Within three days of publication of the fantastical account, which read more like third-rate pulp fiction than investigative journalism, the university president had suspended all Greek activities on campus. As with the Red Queen from "Alice's Adventures in Wonderland," it was "sentence first -- verdict afterwards."
UVA President Teresa Sullivan's statement may have struck some as reasonable: "The wrongs described in Rolling Stone are appalling and have caused all of us to reexamine our responsibility to this community." She might as well have shouted "Off with their heads!" regarding the unnamed members of Phi Kappa Psi accused of the crime.

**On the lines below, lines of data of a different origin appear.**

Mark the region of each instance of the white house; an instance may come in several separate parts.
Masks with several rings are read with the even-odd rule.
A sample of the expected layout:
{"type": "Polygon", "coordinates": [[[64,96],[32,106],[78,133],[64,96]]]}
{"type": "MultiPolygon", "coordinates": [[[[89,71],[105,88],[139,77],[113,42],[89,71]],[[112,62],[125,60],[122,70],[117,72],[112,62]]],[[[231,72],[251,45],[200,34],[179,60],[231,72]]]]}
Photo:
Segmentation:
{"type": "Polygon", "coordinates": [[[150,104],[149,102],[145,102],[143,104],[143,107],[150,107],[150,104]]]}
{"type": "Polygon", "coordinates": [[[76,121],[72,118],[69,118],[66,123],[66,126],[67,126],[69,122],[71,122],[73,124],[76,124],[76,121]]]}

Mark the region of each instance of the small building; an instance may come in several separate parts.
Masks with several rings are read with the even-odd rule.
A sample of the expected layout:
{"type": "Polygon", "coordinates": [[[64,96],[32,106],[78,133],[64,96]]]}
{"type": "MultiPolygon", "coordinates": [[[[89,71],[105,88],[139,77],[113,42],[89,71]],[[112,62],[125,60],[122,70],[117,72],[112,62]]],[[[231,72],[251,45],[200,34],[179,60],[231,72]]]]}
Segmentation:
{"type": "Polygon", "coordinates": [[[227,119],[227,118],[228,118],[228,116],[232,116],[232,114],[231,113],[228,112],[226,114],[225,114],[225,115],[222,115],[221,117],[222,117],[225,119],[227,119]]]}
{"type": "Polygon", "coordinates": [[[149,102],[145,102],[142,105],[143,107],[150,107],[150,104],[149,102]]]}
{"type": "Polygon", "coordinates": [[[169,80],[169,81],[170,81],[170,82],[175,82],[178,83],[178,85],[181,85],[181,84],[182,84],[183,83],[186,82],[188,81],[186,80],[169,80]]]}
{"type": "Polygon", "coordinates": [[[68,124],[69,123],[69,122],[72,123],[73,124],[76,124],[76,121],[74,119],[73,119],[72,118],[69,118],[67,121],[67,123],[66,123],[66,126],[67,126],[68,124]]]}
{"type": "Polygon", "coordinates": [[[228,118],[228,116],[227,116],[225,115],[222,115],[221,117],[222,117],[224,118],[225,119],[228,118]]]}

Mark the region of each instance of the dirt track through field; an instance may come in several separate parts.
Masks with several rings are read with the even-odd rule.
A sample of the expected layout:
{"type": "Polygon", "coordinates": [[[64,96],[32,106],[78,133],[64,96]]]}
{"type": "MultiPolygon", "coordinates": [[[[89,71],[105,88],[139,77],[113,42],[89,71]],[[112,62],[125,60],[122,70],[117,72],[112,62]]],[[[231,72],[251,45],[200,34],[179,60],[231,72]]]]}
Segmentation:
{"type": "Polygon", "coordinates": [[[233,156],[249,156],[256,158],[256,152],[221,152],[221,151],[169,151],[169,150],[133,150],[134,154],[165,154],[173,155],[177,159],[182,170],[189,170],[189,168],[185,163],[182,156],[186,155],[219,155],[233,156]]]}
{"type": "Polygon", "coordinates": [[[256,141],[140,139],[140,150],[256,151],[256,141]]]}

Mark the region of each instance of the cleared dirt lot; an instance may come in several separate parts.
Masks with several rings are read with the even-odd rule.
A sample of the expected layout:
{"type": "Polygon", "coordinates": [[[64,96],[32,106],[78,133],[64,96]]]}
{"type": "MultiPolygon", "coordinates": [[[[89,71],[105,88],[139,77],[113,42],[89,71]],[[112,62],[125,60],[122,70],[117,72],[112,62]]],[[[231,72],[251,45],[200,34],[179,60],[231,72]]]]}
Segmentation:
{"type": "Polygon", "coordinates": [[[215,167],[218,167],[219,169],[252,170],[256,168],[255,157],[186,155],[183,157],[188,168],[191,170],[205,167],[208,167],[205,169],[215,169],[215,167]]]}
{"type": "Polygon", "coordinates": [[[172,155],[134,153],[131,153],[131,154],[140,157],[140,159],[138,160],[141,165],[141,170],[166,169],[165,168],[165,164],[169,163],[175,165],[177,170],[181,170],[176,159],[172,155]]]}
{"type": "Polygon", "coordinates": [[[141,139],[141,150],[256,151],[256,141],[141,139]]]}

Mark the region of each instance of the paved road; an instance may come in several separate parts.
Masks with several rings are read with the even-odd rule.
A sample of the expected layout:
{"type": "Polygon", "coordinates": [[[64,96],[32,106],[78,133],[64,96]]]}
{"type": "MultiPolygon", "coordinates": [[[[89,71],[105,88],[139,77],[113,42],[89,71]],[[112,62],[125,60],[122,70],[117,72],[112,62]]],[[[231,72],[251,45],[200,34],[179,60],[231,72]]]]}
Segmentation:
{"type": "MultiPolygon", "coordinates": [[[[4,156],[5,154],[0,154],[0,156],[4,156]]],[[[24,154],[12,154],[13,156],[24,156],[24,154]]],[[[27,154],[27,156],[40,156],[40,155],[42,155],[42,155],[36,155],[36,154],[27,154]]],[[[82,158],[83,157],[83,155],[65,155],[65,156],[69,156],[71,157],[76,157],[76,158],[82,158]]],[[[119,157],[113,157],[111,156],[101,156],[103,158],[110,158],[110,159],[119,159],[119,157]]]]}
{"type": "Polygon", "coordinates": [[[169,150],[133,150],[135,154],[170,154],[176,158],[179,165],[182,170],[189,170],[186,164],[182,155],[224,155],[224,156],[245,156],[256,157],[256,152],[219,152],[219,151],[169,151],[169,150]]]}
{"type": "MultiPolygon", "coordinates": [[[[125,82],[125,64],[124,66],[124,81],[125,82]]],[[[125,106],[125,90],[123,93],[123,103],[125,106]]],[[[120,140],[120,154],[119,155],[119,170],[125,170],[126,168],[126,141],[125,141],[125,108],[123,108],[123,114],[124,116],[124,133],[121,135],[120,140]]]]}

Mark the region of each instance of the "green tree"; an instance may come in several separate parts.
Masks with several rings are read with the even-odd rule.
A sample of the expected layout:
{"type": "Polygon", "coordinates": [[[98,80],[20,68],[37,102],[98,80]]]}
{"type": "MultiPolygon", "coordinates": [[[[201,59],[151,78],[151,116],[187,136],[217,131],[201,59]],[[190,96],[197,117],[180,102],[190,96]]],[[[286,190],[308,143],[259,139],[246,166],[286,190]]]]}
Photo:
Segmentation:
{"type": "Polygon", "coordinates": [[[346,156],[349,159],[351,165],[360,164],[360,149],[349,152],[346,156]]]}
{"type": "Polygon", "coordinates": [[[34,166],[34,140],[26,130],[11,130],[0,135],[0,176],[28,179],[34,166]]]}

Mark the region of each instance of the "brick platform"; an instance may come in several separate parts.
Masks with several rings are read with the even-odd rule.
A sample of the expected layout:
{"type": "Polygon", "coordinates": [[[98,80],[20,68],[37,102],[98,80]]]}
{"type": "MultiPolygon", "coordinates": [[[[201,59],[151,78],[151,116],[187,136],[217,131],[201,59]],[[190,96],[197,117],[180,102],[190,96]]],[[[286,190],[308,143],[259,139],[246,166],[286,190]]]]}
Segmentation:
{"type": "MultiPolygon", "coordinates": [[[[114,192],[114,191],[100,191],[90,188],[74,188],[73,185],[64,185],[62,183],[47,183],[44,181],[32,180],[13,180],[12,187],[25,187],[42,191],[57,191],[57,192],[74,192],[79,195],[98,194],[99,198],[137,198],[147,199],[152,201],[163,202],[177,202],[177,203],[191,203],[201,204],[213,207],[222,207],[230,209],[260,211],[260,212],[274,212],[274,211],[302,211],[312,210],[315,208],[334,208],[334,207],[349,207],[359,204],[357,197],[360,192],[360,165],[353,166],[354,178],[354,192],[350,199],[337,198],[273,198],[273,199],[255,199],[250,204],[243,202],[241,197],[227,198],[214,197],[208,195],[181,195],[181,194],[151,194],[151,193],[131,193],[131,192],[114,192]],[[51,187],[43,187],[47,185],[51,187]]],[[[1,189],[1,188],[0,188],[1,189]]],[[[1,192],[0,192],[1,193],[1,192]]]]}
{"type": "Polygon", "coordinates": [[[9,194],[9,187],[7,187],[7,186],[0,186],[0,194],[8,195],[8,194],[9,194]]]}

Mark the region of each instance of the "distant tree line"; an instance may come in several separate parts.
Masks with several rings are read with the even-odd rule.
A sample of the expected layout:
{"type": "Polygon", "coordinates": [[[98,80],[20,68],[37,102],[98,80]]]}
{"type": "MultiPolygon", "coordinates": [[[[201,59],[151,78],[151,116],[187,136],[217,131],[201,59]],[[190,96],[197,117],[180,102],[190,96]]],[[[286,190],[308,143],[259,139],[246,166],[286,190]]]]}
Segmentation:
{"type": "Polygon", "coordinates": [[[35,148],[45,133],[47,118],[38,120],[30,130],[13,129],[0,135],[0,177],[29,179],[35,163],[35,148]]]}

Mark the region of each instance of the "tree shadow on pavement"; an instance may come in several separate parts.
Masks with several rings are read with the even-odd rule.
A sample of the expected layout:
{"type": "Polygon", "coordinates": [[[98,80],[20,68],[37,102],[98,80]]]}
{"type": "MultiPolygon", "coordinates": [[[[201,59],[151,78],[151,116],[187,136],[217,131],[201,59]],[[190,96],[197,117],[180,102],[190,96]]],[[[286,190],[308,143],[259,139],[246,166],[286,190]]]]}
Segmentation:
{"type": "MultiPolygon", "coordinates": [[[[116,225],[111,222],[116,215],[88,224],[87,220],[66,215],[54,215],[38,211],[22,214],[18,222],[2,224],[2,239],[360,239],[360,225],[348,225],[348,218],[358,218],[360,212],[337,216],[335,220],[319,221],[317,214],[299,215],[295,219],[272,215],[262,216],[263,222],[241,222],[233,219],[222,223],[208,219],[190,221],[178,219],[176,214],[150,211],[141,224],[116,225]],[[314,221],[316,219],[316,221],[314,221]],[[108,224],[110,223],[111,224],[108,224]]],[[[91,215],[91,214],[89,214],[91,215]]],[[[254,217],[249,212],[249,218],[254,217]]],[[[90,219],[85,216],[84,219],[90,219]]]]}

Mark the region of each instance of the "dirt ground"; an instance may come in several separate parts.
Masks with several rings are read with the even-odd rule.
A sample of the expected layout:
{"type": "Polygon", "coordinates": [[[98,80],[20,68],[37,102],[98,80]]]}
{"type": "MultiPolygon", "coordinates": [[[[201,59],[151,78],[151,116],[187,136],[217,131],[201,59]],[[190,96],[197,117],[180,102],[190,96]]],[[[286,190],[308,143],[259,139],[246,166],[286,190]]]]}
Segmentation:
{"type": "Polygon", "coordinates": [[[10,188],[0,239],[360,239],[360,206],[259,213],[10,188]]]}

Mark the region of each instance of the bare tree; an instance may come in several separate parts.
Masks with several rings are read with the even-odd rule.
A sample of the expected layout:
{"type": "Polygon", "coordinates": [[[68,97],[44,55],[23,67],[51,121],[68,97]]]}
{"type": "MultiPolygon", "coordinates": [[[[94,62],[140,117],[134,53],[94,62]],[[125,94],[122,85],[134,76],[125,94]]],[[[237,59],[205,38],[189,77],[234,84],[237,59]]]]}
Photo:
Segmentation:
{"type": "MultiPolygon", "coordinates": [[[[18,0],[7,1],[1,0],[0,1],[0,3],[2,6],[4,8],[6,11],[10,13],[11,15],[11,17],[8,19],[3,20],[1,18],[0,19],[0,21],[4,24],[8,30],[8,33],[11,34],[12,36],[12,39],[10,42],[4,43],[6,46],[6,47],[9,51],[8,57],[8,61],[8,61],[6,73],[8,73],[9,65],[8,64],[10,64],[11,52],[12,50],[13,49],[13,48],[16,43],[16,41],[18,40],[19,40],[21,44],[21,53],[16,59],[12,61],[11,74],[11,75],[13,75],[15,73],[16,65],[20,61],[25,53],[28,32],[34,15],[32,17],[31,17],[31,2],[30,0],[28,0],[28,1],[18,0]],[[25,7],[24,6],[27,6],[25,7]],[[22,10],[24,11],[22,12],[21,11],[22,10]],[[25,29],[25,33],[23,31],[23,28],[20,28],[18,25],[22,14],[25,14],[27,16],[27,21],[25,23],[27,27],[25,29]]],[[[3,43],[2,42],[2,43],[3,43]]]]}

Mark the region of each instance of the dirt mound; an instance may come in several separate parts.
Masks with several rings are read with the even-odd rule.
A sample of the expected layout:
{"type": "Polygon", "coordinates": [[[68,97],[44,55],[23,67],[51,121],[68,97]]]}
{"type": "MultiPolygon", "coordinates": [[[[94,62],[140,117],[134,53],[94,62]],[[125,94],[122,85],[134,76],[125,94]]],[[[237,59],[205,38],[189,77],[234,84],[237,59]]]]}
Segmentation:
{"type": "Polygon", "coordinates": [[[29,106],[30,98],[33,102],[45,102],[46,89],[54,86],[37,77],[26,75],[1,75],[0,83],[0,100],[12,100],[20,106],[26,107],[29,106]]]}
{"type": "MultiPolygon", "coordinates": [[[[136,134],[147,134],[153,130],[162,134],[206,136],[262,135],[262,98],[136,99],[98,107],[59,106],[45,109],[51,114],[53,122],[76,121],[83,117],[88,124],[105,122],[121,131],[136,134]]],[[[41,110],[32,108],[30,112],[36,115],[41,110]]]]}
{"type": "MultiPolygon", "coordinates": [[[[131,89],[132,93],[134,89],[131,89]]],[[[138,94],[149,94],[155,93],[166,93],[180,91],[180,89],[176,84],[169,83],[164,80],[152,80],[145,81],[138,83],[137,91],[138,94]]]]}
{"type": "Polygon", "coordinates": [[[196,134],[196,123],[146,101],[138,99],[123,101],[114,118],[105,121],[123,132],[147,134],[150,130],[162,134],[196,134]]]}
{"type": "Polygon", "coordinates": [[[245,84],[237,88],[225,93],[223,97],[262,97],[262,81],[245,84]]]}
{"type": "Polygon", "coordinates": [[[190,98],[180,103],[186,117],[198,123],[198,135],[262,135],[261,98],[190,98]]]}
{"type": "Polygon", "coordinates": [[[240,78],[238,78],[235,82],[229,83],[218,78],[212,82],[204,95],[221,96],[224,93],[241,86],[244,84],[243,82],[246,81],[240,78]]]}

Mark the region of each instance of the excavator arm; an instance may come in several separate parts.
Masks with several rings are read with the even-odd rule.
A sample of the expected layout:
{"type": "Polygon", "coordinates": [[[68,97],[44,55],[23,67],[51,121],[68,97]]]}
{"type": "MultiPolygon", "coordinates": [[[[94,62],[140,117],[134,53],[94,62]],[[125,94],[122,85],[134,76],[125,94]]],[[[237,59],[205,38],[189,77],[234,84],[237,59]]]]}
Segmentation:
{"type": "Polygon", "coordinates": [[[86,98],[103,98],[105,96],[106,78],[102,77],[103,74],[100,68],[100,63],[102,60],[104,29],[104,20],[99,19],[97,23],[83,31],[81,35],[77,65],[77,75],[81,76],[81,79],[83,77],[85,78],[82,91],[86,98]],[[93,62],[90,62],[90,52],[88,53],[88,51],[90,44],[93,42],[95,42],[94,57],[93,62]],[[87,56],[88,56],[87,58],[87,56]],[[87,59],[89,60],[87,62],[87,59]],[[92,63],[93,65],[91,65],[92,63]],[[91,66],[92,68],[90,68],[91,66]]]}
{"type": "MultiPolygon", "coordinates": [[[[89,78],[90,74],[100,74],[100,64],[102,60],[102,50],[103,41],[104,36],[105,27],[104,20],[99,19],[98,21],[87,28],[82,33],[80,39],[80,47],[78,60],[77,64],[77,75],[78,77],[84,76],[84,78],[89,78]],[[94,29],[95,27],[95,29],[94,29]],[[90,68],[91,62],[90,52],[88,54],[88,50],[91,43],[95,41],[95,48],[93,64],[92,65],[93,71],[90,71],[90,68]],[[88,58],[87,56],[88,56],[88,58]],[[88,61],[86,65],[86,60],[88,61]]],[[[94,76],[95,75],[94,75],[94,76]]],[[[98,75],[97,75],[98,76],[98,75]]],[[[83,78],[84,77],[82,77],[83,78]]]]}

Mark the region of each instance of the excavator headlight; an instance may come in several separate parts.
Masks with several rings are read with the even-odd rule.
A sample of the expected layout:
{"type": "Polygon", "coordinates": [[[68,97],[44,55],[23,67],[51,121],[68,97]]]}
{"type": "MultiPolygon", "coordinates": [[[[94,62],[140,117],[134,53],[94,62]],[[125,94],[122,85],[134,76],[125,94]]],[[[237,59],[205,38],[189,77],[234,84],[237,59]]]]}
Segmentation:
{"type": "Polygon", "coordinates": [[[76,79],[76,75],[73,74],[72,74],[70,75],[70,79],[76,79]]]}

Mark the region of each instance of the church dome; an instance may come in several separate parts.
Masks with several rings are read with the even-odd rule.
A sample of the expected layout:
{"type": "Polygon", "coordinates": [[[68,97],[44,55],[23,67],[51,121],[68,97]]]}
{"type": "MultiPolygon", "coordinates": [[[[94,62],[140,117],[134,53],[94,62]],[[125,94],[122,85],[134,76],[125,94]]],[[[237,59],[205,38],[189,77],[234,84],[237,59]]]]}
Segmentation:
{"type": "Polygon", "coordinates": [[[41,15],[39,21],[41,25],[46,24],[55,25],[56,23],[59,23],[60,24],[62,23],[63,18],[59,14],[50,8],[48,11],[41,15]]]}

The motives of everyone involved in this story are suspect. It is hard to know whether the alleged victim, identified in the story and subsequently as Jackie, deserves pity or investigation for slander. Although her friends and roommates claim that "something" happened to change the woman's personality during her first semester at UVA, it is hard to know whether she was mentally ill or had, indeed, experienced some sexual or other trauma. Whatever happened to her, she chose not to go to the police -- a wise choice, given the obvious inconsistencies and downright fabrications in the story she told Rolling Stone.
But Jackie's actions were only the beginning of the travesty. Why did Rolling Stone's editors accept a story that had not been thoroughly vetted, especially one that described horrific criminal activity? Why did the author of the story, Sabrina Rubin Erdely, accept her source's account without, at a minimum, seeking corroboration from others the source claimed she had told about the incident contemporaneously? Why would so many people believe that seven young men with high academic achievement and promise readily engaged in behavior that was brutal, disgusting and criminal -- behavior that could put them behind bars and destroy their futures?
Why? The gullible bought the story because it reinforced their worldview: that elite universities are bastions of patriarchy and white privilege; that fraternities exist to promote drunkenness, lechery and exclusion; and, most of all, that "rape culture" pervades campus life.
Even President Barack Obama has pushed the narrative about campus rape culture. Two months before the Rolling Stone article made it into print, the president held a White House event that decried campus sexual assault. The president repeated the oft-quoted statistic that "an estimated 1 in 5 women has been sexually assaulted during her college years -- 1 in 5. Of those assaults, only 12 percent are reported, and of those reported assaults, only a fraction of the offenders are punished."
But those figures are bogus. A new study released by the Department of Justice this week shows that women on college campuses are far less likely to be victims of sexual assault than their peers. The actual rate of sexual assault is a fraction of the president's figures: 6.1 assaults per 1,000 female college students, or 0.61 percent, not 20 percent.
None of this is to say that young women don't face a sexually confusing, sometimes dangerous environment on college campuses today. Campuses are hyper-sexualized. Orientation at many schools involves promoting guilt-free "safe-sex" exploration and experimentation. Sure, these indoctrination sessions include messages that "no means no," but the underlying ethic is one that promotes promiscuity and no-commitment sex.
But the answer to this hyper-sexuality isn't to invent a narrative that turns all male students into potential or actual rapists and all women into victims. By pushing the rape culture narrative, activists, irresponsible journalists and university administrators may actually undermine the credibility of genuine victims. Rape is a violent crime -- not a political metaphor to be used to promote an anti-male, anti-elitist agenda.